Kedua alis Ralin terangkat dan malu sekali karena tidak sengaja membentak Lewis. 

"M ... maaf, Pak Lewis. Ada apa?"

"Apa Bu Ralin sedang sibuk?"

Tidak mungkin Ralin egois dengan menolak permintaan Lewis setelah diberi tempat bermalam yang nyaman. 

"Tidak, Pak. Ada apa?"

"Bu Ralin dimana sekarang?"

"Saya ... eh ... kalau boleh tahu ada apa, Pak?"

Ralin hanya tidak mau Lewis mengerti dimana posisinya berada sekarang. 

"Levi tidak bisa tenang di rumah. Baby sitternya baru saja menelfon. Dan saya sebentar lagi ada rapat yang tidak bisa ditinggal. Saya minta tolong, apa Bu Ralin bisa ke rumah untuk menenangkan Levi? Biar sopir saya menjemput dimana Bu Ralin berada."

"Iya, Pak. Saya akan kirimkan lokasi saya berada sekarang."

"Saya tunggu. Terima kasih banyak."

Ralin kemudian mengirimkan dimana lokasinya berada dan Lewis berpesan agar menunggu sebentar. Sembari menunggu mobil Lewis datang, Ralin duduk di kursi dekat pos satpam dengan hati sedih dan bingung. 

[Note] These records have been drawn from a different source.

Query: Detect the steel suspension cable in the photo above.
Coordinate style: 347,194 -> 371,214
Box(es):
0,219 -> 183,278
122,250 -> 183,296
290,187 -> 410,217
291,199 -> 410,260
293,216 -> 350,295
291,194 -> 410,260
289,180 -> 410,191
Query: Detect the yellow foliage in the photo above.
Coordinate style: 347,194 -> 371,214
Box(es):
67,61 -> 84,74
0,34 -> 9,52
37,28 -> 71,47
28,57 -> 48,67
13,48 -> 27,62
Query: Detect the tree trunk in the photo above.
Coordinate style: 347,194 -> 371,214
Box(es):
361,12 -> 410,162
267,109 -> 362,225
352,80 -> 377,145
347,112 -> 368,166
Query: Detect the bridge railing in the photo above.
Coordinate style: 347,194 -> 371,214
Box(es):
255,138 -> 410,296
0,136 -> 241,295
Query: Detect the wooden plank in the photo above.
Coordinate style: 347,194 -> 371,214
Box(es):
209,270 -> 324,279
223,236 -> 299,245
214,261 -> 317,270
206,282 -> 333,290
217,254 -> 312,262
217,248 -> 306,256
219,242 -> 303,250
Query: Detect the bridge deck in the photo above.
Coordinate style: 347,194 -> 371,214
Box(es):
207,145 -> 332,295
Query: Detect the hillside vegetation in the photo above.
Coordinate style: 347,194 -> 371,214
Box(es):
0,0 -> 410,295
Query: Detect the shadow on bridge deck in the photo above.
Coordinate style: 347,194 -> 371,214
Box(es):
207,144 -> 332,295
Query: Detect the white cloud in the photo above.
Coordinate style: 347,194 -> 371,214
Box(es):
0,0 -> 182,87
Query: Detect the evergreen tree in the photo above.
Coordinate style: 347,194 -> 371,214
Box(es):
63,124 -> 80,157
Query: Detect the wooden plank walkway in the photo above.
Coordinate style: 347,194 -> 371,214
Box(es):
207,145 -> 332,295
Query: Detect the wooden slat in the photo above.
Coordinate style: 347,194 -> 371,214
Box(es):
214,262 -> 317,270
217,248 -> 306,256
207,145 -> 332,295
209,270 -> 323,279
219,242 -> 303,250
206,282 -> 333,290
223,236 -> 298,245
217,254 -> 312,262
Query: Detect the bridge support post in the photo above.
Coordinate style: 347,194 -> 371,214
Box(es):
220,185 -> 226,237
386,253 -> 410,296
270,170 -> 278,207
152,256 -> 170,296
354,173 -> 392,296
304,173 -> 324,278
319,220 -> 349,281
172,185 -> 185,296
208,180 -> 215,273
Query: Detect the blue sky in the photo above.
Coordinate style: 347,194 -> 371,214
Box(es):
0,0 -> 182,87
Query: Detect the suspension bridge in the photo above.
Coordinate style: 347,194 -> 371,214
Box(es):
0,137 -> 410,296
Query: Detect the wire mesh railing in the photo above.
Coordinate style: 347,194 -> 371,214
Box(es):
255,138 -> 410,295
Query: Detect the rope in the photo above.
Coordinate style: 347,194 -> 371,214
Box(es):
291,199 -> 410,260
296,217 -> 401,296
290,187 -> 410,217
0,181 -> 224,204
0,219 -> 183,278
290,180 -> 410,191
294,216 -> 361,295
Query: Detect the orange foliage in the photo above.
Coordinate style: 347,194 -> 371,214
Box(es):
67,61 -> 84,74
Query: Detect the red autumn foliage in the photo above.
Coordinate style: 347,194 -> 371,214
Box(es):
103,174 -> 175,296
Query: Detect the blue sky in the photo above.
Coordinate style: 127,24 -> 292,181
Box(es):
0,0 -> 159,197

Hingga dia tidak sadar mobil mewah Lewis telah tiba. 

"Selamat siang, Bu Ralin. Mari saya antar," ucap sopir itu begitu sopan.

Mobil mewah Lewis yang begitu nyaman ini sangat harum dan menenangkan. Bahkan wangi parfum Ayahnya Levi itu masih tertinggal di dalam mobil.

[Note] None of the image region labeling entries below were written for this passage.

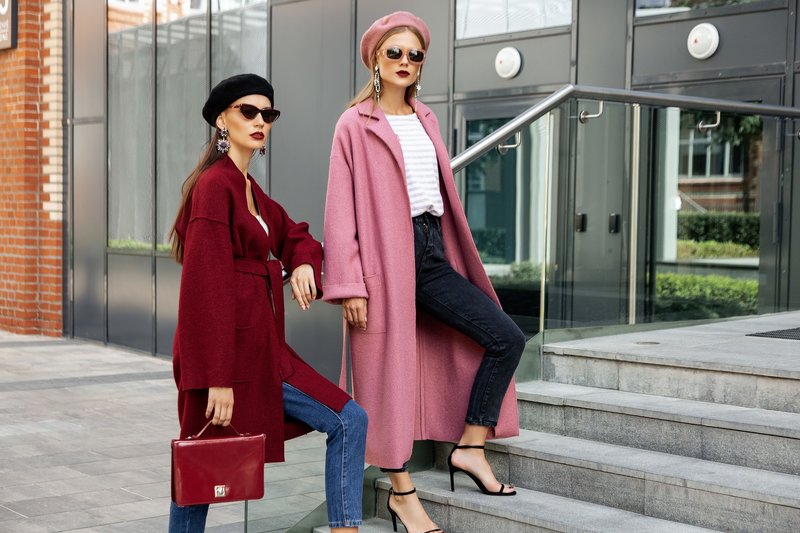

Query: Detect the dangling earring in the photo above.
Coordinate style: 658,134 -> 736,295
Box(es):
372,65 -> 381,102
217,128 -> 231,154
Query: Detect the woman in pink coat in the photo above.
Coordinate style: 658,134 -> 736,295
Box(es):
324,12 -> 525,533
169,74 -> 367,533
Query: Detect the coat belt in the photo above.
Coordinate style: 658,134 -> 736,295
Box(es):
233,257 -> 286,344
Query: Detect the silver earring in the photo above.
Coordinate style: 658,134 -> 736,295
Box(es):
217,128 -> 231,154
372,65 -> 381,102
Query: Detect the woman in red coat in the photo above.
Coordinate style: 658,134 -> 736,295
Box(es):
325,11 -> 525,533
170,74 -> 367,532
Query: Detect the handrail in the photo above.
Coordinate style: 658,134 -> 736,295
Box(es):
450,84 -> 800,172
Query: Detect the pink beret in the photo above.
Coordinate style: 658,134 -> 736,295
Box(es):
361,11 -> 431,68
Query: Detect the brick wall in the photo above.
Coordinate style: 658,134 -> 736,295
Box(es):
0,0 -> 64,335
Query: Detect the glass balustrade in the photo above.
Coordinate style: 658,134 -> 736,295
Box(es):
457,98 -> 787,379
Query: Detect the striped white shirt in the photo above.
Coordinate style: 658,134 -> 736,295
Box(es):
386,113 -> 444,217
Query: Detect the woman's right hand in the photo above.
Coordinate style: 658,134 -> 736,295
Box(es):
342,297 -> 367,331
206,387 -> 233,426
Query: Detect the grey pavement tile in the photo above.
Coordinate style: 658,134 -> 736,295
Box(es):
122,480 -> 171,498
2,466 -> 84,487
94,440 -> 172,459
248,494 -> 319,520
241,513 -> 308,533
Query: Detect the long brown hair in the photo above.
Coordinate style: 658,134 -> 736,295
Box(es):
347,26 -> 425,109
169,128 -> 224,264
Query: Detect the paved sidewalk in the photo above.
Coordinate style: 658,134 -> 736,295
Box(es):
0,331 -> 325,533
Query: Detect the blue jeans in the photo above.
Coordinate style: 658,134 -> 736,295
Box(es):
169,383 -> 367,533
412,213 -> 525,427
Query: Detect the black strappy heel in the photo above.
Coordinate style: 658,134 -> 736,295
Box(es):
386,488 -> 444,533
447,444 -> 517,496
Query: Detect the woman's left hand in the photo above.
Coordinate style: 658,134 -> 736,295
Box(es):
289,263 -> 317,311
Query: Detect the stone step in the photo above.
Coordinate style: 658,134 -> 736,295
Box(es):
436,430 -> 800,531
368,470 -> 709,533
314,518 -> 396,533
542,313 -> 800,413
517,381 -> 800,475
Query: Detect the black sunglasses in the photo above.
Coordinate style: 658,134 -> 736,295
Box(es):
383,46 -> 425,63
231,104 -> 281,124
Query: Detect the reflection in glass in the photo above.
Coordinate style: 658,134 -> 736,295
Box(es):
456,0 -> 572,39
156,1 -> 209,250
636,0 -> 763,17
464,117 -> 550,333
650,108 -> 763,320
211,0 -> 268,186
108,0 -> 154,249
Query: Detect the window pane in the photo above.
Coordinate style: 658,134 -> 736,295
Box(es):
156,1 -> 210,250
650,108 -> 770,321
108,0 -> 154,249
456,0 -> 572,39
636,0 -> 763,17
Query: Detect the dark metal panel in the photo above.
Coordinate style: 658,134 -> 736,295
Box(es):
633,9 -> 788,85
72,0 -> 106,119
72,123 -> 106,341
784,117 -> 800,309
156,257 -> 181,355
270,0 -> 352,380
108,254 -> 153,352
454,33 -> 571,93
354,0 -> 450,98
577,0 -> 628,89
270,0 -> 350,233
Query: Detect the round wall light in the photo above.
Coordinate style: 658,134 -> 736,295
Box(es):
494,46 -> 522,80
686,22 -> 719,59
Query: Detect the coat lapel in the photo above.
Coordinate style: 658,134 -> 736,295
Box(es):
356,100 -> 406,175
417,103 -> 461,209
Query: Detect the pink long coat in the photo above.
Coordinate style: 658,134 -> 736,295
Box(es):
323,101 -> 519,468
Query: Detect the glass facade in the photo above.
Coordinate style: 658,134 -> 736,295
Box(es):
462,100 -> 783,334
108,0 -> 155,250
107,0 -> 269,251
636,0 -> 764,17
456,0 -> 572,39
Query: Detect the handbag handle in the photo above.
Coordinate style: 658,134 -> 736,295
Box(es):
186,420 -> 250,440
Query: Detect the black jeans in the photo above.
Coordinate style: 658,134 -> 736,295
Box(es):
412,213 -> 525,427
381,213 -> 525,472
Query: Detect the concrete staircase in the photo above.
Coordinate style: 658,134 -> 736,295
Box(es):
320,313 -> 800,533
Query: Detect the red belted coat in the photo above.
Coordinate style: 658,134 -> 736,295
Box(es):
173,156 -> 350,462
324,100 -> 519,468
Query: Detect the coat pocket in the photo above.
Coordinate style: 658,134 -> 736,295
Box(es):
360,274 -> 386,333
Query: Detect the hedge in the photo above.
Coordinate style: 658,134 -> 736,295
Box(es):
655,272 -> 758,320
678,241 -> 758,259
678,212 -> 759,250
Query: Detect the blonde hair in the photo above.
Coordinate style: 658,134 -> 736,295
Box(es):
347,26 -> 425,109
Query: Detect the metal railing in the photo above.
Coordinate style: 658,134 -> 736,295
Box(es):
450,84 -> 800,172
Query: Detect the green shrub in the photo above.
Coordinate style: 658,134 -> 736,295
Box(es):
678,241 -> 758,259
655,272 -> 758,320
678,212 -> 759,250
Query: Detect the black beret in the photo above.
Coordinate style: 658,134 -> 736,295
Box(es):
203,74 -> 275,128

Setibanya di rumah megah Lewis, sopir dengan sopan membukakan pintu mobil untuk Ralin. Kemudian mengarahkannya menuju ke dalam rumah. 

"Den Levi, jangan lompat-lompat di sofa. Nanti kalau jatuh, Mbak yang dimarahi Ayah."

Itu kalimat pertama yang Ralin dengar ketika memasuki rumah. Kemudian matanya menatap Levi yang tengah melompat-lompat dari satu sofa ke sofa yang lain. 

Seketika itu juga, masalah yang Ralin pikul pergi entah kemana. 

Dia langsung meletakkan tasnya dan berjalan menghampiri Levi dan membuat bocah itu tidak bisa melompat ke sofa yang lain. 

"Stop, Levi. Bu Ralin tidak suka."

Levi kemudian turun dan akan berlari lalu Ralin segera menangkapnya.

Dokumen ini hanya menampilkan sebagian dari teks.